Known as the “Buckeye State” for the abundance of its native tree, Ohio is a Midwestern state with something for everyone. Whether it’s a visit to the award-winning wineries, hands-on science museums, five major league sports teams, or the Rock and Roll Hall of Fame, travelers who come to Ohio leave wanting more. There are five unique travel regions in the state, yet all come with that exceptional Ohio charm.
By no means is Ohio a sleepy farming state with big skies and small thrills. In fact, Ohio is home to some of the fastest, longest and tallest roller coasters in the world. Amusement parks like Cedar Point, Kings Island and Coney Island are just a few of the exhilarating attractions for even the most extreme adrenaline junkies. If you’re into science and exploration, the Center Of Science and Industry is a popular interactive science museum in Columbus that has over 300 discovery-based exhibits. The whole family will be amazed at the ocean, space, science and technology exhibit areas within COSI, including the outdoor science park and seven-story Extreme Screen theatre.
Enjoy a trip to one of the many Lake Erie beach towns in the northwest region of the state where you’ll find beaches, shopping and lakeside vineyards. Plan a day at the Rock and Roll Hall of Fame and Museum in Cleveland where Elvis and the Beatles live on, or catch the Cavaliers at the Quicken Loans Arena downtown. In the northwestern part of the state, Toledo offers travelers an eclectic college town with a zoo, museums and the wonderful Victorian mansions of the Old West End.

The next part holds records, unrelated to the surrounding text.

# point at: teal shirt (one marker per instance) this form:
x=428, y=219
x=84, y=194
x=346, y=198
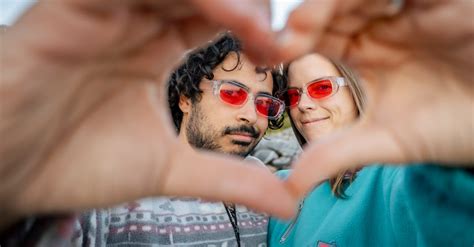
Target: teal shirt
x=386, y=206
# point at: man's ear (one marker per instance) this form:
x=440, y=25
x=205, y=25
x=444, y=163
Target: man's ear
x=185, y=104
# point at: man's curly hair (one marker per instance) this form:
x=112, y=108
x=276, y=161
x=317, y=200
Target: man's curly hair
x=199, y=63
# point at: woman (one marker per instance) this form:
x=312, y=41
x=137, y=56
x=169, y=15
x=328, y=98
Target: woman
x=385, y=205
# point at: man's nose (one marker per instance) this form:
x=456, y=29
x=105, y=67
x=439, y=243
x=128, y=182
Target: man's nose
x=247, y=112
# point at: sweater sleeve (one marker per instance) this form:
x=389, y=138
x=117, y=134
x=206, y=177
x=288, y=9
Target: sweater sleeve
x=433, y=206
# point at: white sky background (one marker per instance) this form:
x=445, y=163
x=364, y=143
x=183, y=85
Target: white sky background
x=10, y=10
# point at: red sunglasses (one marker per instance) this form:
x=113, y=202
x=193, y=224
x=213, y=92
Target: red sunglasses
x=318, y=89
x=236, y=94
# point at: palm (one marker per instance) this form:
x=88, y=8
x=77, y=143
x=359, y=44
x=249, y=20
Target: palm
x=103, y=134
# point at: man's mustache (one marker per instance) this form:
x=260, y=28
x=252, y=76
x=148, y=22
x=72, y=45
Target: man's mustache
x=252, y=131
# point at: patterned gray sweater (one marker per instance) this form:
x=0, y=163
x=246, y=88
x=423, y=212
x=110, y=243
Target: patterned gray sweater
x=168, y=221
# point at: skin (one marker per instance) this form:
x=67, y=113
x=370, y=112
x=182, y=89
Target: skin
x=417, y=72
x=214, y=116
x=315, y=119
x=110, y=87
x=98, y=108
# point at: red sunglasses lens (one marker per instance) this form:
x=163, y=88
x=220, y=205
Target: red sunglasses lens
x=320, y=89
x=233, y=94
x=293, y=97
x=268, y=107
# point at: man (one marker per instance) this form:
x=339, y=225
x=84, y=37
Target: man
x=221, y=102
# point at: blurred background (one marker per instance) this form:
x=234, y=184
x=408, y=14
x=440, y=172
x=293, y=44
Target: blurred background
x=278, y=148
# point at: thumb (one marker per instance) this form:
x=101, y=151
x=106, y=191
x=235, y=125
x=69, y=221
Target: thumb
x=350, y=148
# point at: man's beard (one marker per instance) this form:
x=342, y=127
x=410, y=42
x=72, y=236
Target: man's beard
x=200, y=134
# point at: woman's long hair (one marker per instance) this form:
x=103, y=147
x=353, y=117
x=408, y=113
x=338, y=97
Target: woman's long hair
x=340, y=181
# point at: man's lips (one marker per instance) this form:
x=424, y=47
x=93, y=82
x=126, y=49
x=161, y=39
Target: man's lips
x=242, y=136
x=313, y=120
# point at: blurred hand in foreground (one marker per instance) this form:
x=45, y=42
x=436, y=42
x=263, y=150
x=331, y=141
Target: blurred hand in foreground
x=85, y=121
x=417, y=64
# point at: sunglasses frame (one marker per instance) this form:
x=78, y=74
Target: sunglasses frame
x=216, y=86
x=336, y=82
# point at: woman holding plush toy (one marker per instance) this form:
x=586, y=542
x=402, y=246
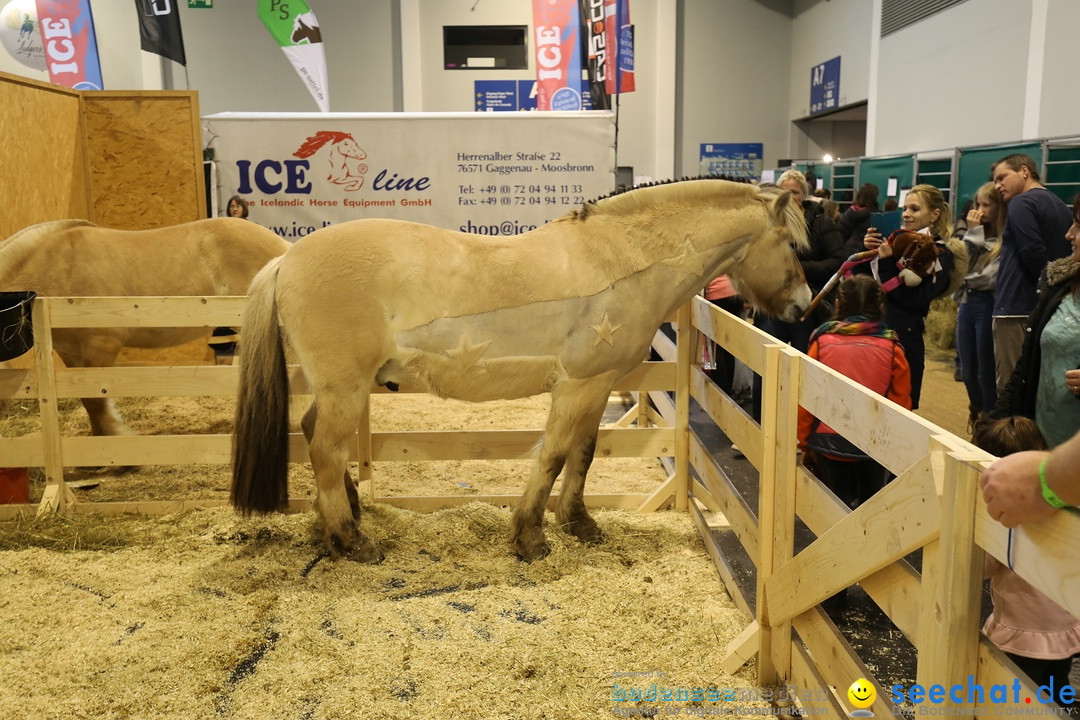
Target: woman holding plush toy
x=907, y=304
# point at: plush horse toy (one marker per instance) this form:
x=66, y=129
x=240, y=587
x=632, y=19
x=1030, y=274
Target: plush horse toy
x=916, y=254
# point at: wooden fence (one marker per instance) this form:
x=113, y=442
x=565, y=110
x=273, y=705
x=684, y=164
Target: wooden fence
x=933, y=503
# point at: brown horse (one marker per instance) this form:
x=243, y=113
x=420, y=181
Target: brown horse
x=76, y=258
x=568, y=309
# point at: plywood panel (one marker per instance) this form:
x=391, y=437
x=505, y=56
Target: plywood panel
x=43, y=175
x=145, y=158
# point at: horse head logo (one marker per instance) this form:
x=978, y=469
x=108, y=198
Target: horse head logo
x=306, y=29
x=343, y=154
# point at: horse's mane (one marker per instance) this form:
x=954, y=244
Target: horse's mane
x=675, y=189
x=312, y=145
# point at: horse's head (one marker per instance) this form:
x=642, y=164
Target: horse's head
x=350, y=148
x=769, y=274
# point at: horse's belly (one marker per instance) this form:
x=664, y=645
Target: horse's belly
x=467, y=377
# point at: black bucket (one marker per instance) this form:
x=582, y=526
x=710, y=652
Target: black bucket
x=16, y=331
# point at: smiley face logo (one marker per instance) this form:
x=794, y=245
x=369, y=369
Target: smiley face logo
x=862, y=695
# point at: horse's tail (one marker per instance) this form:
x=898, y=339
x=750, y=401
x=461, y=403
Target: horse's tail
x=260, y=439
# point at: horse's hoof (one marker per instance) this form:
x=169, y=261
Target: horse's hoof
x=586, y=532
x=584, y=528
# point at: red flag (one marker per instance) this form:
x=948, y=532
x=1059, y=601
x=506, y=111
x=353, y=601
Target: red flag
x=557, y=27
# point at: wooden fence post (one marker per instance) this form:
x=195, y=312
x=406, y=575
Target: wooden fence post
x=684, y=349
x=777, y=502
x=57, y=496
x=952, y=584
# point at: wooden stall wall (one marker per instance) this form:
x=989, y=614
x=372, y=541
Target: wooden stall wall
x=43, y=168
x=144, y=152
x=127, y=160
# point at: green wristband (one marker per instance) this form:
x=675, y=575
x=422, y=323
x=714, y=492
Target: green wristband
x=1048, y=493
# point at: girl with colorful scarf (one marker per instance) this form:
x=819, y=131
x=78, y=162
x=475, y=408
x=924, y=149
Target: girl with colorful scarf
x=859, y=344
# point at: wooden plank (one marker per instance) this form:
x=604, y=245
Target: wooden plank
x=659, y=498
x=18, y=383
x=894, y=588
x=815, y=698
x=952, y=585
x=513, y=444
x=740, y=649
x=881, y=429
x=771, y=516
x=148, y=311
x=719, y=561
x=903, y=516
x=629, y=501
x=687, y=341
x=431, y=503
x=737, y=423
x=648, y=376
x=162, y=381
x=836, y=662
x=731, y=503
x=55, y=498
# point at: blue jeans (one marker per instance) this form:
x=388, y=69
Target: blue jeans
x=974, y=342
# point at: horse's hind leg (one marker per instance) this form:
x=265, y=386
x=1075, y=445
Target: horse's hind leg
x=569, y=437
x=308, y=424
x=332, y=428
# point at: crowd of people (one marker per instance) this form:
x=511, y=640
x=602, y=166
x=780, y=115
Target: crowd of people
x=1013, y=266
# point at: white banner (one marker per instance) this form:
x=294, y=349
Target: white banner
x=496, y=174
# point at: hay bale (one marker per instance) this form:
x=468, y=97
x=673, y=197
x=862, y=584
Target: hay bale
x=941, y=324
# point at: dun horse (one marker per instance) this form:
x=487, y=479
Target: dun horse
x=76, y=258
x=568, y=309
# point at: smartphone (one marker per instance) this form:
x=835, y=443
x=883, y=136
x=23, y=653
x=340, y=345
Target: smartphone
x=887, y=222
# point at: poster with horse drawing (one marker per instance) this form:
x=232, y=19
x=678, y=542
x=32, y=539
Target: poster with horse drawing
x=469, y=172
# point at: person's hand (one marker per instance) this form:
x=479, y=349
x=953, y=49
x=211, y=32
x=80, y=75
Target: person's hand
x=1012, y=491
x=873, y=239
x=885, y=250
x=1072, y=381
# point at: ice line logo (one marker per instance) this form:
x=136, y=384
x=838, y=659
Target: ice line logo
x=862, y=694
x=345, y=157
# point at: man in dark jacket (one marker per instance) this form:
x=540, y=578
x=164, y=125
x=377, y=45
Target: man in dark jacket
x=1033, y=236
x=820, y=262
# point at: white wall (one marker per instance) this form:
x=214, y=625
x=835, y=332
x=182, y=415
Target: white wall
x=1060, y=106
x=733, y=80
x=821, y=31
x=237, y=66
x=954, y=79
x=707, y=70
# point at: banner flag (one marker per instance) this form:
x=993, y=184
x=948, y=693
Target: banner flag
x=620, y=41
x=67, y=34
x=295, y=28
x=557, y=26
x=159, y=29
x=601, y=60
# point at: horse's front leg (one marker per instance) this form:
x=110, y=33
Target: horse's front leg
x=569, y=438
x=98, y=351
x=331, y=429
x=570, y=513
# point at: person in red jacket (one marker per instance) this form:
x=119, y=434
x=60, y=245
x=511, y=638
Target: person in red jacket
x=859, y=344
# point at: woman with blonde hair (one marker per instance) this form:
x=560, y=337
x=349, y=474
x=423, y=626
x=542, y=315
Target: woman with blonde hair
x=907, y=306
x=974, y=318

Some may be surprised by the culinary prowess of this Midwestern state. With gourmet hotspots like Lola Bistro & Wine Bar serving up French and American inspired dishes in Cleveland, and The Precinct for some Cincinnati steaks, there is a palate waiting to be fulfilled in every city. Skyline Chili is a beloved institution in Cincinnati, while the Northstar Café in Columbus has a killer brunch with lines around the block.
Ohio has four international airports serving the entire state, as well as parts of Kentucky. Ohio’s largest is Cleveland Hopkins International Airport (CLE), which is served by all major domestic carriers, as well as many international ones. Port Columbus International (CMH) and Cincinnati/Northern Kentucky International are also widely used in the state. The best way to get around the state is by car or bus. Public transportation systems are widely in use within many of Ohio’s larger cities as well.
Lying within the continental zone, Ohio generally has a temperate climate with four distinct seasons. The southern regions have the warmest temperatures, while the northern areas and eastern highlands tend to have cold winters. The state also tends to receive a fair amount of snowfall, with Cleveland’s annual totally around 56 inches. Spring and summer are typically the best months to visit Ohio, as the pleasant temperatures and sunny skies make this Buckeye State shine.